We live in a 21st-century world where we can summon a car with a few taps on a smartphone. In fact, we shop online for just about everything, from clothes and books to cars and even houses. But when it comes to food, most of us still end up at our local supermarket, where we push wobbly metal carts down the aisles, grab wares off the shelves, and then stand in long lines while a clerk tallies up our purchases and bags them for us. In 2015, Americans purchased nearly $650 million in groceries that way from the nation's supermarkets — sprawling 20th-century-style emporiums that stock, on average, about 39,500 different items apiece, according to industry website FMI.org.
But experts say that that's all about to change, big time. The grocery industry, with its razor-thin profit margins, high labor costs and antiquated method of peddling its wares, is headed for a drastic makeover. Already, we've seen the emergence of online ordering and delivery services such as Peapod and Instacart, which Morgan Stanley analysts predicted would be used by up to a third of U.S. shoppers last year.
But that's just the start. Experts say that in the near future, the food shopping experience will be reshaped by technologies ranging from augmented reality and robotics to the Internet of Things' power to gather mountains of data about our purchasing habits and preferences.
Checkout lines, for example, are likely to vanish. Amazon's prototype Amazon Go supermarket in Seattle borrows sensing technology from self-driving cars to spot what products customers are putting in their carts, and then automatically bills the purchases to their Amazon account. When they're done shopping, they just leave the store.
"As the 'click-and-collect' programs improve we will see more stores and consumers using it," says grocery industry analyst David Livingston of DJL Research. Over time, Livingston expects such services to become more and more sophisticated, so that you may not even have to put the food in your cart. Instead, you might point your smart phone at an image of an item, and the store will have it ready for pickup at the door — or else will deliver it straight to your home. Delivery service could become a lot cheaper once robots are loading the goods into driverless vehicles that companies such as Alphabet, the parent company of Google, are working to develop.

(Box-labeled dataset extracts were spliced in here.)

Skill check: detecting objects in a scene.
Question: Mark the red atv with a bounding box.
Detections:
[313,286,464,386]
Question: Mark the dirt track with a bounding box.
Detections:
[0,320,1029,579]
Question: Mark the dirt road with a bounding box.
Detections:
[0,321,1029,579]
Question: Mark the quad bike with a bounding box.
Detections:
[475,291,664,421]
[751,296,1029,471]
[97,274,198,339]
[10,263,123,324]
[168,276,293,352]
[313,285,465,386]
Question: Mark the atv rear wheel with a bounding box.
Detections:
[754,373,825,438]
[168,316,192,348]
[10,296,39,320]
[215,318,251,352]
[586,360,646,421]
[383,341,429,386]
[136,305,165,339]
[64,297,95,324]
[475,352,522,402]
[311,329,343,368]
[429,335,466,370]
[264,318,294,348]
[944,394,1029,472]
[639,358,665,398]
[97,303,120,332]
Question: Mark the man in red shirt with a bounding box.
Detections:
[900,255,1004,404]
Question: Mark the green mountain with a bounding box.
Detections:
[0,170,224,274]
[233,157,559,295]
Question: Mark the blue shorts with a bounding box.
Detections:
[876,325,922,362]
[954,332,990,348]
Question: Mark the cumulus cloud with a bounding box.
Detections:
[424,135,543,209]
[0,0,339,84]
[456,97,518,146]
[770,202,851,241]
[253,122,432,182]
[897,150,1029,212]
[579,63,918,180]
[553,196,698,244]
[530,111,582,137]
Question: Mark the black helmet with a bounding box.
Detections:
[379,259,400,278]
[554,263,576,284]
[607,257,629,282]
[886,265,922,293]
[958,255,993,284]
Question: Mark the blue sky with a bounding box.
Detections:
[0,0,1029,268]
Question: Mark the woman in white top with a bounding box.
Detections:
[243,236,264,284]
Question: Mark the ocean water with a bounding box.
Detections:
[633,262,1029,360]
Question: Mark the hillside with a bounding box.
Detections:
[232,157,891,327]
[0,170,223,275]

Already, major U.S. grocery chain Kroger is using a technology platform called QueVision, which uses sensors distributed throughout the store to give managers a sense of how many customers are in the store at any given time. But in the near future, stores may combine sensing technology, smartphone shopping apps and even facial recognition software already being used to catch shoplifters to recognize you the moment you enter the store. The smart supermarket might offer a personalized shopping experience by making suggestions based on your previous purchases. That information might come to you via an augmented reality device such as the Microsoft HoloLens, which could mix data and even holographic images into your vision field.
"When you walk through the grocery store of the future, the information will come to the consumer," predicts futurist Jack Uldrich, who advises companies on how to prepare for trends. "It'll tell you where the food came from, how many calories are in it, and what's on sale this week."
We may also do more in supermarkets besides just shop for breakfast cereal and apples. Uldrich envisions grocery stores trying to evolve into gathering spots where people will come to take yoga or cooking classes, or simply hang out and see the neighbors, in addition to buying food. "Just like your local Starbucks is a social experience, the local grocer could do the same thing," he says. "I think you'll see a lot of experimenting in that area."